Nobody knows what Love is exactly, but most people agree it is key to happiness somehow.
Obviously the word “love” as a noun does not point to a thing we can get or buy anywhere. As a verb it means all kinds of things. We say “I love ice cream” as easily as “I love you”. So what does it mean at all when “me” says that?
Could it be that the personal form of love is always tied to conditions. “I love you” often applies for as long as “you behave” the way I like. When I do not like what you do or say, I may not love you anymore.
So this is a finite love. In other words, it can and will disappear. It is dependent on beliefs, conditions and personal preferences. Certainly this kind of love can be comforting, but there is the constant possibility of its absence when conditions change.
So does “unconditional” love exist at all?
Most parents experience something like unconditional love for their newborn child. It may feel as a kind of universal love, shared by humans all over the world. It seems to appear spontaneously when we are faced with the miracle of a new life, a new being.
Many people also may experience a deep love at the very end of life, when they realize that “things” no longer matter, that only the people and relationships and friendships in their life mattered.

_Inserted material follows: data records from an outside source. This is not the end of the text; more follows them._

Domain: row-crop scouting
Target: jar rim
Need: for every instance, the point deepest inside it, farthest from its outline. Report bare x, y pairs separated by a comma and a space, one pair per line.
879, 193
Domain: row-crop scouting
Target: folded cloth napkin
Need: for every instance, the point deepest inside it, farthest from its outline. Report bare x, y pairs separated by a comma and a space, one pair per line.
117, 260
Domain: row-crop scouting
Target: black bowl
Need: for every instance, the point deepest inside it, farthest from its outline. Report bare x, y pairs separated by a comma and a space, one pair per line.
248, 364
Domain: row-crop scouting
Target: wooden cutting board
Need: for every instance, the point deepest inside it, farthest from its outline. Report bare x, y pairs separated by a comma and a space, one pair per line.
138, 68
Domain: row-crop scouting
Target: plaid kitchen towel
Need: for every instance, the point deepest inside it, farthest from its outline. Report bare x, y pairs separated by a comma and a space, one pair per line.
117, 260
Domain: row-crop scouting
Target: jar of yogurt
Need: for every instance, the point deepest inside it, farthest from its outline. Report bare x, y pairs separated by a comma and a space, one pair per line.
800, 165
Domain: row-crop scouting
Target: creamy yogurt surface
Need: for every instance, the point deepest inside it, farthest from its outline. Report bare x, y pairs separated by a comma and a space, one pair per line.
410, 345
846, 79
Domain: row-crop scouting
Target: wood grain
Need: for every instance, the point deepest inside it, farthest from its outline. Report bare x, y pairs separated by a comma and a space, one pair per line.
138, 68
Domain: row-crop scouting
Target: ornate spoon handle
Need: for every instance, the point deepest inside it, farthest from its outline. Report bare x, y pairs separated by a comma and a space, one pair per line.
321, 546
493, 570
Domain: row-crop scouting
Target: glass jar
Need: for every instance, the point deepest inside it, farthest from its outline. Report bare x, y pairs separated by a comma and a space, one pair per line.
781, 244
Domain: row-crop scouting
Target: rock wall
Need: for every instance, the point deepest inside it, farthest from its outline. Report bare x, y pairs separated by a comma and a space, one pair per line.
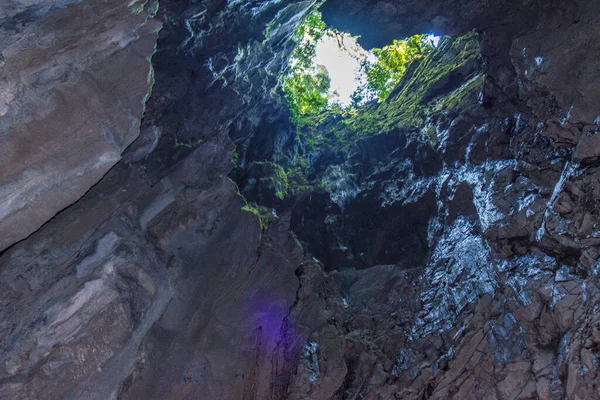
451, 252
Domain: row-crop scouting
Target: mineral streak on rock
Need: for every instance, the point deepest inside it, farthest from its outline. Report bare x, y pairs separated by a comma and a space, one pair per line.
167, 233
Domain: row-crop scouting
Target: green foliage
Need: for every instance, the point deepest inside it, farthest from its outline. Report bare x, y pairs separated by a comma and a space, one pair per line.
305, 86
265, 215
306, 93
272, 177
390, 65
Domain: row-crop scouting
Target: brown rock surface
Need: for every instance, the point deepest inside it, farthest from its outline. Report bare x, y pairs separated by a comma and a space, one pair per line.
73, 87
464, 266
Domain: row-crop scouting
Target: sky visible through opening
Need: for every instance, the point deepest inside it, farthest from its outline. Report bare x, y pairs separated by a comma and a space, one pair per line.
343, 65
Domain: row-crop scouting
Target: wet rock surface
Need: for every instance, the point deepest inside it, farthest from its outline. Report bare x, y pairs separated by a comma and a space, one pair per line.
455, 256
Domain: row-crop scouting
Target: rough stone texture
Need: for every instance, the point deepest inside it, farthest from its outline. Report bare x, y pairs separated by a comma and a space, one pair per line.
73, 87
458, 259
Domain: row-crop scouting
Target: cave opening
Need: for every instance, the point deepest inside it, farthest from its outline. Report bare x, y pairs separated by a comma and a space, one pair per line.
330, 70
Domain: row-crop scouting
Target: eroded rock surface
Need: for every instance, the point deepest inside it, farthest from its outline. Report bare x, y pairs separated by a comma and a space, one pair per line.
449, 250
73, 86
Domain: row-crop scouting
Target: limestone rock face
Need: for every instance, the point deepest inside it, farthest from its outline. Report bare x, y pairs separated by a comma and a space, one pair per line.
451, 251
73, 87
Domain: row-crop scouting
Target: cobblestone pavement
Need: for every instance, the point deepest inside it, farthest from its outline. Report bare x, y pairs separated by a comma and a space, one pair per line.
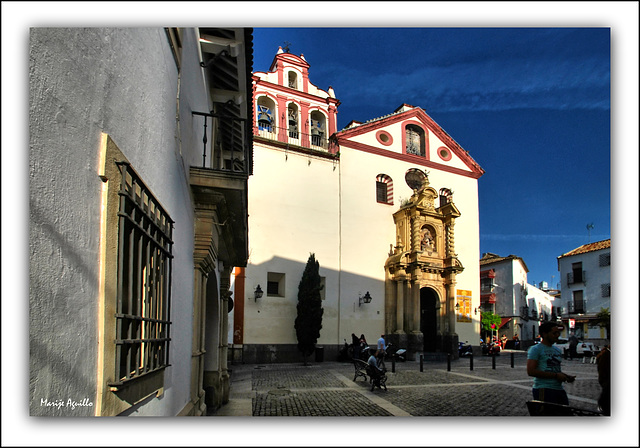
328, 389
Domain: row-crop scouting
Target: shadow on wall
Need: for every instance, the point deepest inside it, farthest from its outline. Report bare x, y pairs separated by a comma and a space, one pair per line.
268, 323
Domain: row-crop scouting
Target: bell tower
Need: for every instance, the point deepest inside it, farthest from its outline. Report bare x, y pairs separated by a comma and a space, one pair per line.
421, 271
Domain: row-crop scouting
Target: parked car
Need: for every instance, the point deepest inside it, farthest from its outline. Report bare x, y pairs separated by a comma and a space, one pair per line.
582, 349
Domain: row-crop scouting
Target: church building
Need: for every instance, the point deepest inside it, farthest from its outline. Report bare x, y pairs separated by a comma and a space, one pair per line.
389, 207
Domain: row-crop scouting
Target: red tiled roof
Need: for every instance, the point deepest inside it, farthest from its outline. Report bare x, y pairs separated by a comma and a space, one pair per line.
591, 247
504, 320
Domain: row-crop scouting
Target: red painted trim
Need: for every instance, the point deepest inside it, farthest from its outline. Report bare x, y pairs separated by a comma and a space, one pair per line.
427, 121
292, 92
449, 154
490, 273
389, 141
416, 160
238, 306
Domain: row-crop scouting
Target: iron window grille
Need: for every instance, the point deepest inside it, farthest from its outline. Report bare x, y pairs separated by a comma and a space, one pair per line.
577, 276
144, 281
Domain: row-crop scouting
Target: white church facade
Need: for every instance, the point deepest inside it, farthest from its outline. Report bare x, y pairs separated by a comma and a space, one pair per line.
389, 208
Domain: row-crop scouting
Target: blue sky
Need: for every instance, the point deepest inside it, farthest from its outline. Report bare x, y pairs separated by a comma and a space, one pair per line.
531, 105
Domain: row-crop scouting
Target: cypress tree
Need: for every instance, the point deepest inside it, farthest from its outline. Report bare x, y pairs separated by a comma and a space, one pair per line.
309, 319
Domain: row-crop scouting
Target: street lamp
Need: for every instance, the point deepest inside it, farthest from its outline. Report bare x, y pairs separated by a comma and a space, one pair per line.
365, 299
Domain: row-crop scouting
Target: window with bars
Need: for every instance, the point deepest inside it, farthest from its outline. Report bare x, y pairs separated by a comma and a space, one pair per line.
415, 140
384, 189
144, 280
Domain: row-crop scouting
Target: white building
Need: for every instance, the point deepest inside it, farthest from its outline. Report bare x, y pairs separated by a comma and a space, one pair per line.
360, 200
136, 220
585, 274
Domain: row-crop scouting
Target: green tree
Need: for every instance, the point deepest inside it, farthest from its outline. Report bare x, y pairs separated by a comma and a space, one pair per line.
604, 320
309, 319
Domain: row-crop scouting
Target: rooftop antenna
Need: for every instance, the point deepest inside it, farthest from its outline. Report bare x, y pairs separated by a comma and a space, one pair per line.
589, 227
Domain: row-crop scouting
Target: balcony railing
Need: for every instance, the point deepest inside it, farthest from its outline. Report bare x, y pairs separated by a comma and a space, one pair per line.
318, 142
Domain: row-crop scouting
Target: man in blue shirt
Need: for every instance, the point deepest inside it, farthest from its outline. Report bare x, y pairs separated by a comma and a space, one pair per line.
543, 364
382, 350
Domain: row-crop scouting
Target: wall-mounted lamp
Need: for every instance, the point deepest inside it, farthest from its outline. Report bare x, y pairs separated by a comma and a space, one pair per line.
257, 293
365, 299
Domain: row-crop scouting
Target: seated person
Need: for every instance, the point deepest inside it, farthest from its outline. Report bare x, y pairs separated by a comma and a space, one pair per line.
373, 363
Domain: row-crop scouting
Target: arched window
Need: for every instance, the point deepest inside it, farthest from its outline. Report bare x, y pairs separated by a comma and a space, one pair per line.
318, 129
384, 189
292, 79
292, 114
266, 120
414, 140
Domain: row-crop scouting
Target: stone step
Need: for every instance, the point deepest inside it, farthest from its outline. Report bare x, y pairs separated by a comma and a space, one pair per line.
434, 356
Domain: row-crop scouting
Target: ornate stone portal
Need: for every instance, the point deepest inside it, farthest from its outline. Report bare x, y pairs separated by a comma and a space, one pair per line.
421, 272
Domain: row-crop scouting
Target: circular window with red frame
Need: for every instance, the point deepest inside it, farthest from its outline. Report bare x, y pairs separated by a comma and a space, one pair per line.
384, 138
444, 153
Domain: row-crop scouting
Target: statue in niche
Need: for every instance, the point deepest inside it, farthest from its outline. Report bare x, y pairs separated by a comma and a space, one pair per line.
427, 243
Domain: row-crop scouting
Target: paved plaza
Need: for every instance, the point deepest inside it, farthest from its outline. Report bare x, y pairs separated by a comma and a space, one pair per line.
328, 389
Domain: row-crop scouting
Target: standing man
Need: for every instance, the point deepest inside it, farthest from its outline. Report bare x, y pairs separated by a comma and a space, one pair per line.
543, 364
382, 350
573, 345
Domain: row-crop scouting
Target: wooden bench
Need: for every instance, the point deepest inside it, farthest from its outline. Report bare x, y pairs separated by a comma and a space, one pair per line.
377, 377
360, 369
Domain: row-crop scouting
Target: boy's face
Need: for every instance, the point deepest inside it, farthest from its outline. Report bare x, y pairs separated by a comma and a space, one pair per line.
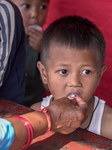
70, 71
33, 12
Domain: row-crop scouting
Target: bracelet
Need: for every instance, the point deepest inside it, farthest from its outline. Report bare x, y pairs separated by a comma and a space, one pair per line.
29, 130
44, 110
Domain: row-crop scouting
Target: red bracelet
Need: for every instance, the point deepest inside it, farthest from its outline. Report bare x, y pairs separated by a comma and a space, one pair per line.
29, 129
44, 110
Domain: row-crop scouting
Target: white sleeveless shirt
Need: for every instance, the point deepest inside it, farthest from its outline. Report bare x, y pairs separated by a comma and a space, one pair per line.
95, 125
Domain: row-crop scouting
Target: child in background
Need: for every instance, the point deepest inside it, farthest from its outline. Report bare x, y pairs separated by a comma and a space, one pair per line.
72, 64
34, 13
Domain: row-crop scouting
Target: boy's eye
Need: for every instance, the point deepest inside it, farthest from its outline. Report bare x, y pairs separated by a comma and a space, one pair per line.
63, 71
25, 6
86, 72
43, 6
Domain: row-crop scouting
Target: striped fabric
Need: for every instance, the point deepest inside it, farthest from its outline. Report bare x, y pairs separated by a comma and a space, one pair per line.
7, 27
6, 134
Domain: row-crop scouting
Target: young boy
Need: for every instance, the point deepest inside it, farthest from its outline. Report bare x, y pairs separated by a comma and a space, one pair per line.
34, 13
72, 64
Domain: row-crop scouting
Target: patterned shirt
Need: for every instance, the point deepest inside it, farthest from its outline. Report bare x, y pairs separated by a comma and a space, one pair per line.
12, 52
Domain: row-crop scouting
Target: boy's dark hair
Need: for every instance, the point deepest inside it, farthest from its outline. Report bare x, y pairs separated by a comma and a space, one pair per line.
75, 32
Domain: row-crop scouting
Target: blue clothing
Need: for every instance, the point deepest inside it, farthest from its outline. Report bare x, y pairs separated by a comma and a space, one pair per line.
6, 134
12, 53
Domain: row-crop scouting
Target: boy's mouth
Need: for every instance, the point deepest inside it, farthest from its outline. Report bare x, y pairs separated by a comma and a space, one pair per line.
72, 96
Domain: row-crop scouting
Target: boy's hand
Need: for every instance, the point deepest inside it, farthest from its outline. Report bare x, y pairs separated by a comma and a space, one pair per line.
35, 38
67, 115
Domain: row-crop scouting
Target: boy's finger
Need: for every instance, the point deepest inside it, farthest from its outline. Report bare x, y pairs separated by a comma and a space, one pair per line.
80, 102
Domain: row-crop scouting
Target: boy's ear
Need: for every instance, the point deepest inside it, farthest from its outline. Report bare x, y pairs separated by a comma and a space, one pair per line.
42, 70
103, 69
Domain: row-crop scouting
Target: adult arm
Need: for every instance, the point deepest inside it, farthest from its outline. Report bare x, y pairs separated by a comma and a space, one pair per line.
66, 116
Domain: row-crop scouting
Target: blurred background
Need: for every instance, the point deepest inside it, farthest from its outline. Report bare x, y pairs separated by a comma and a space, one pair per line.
99, 12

Could it be that only when our personal conditions, beliefs and judgements fall away for a moment that something like “unconditional love” can be? Could it be that when all need for having something or getting something falls away, only then this love can be?
If that is so, then perhaps such unconditional love is not personal at all and has nothing to do with “you”. It can’t be sought or “had” by any-one. It flowers when the “self” is not.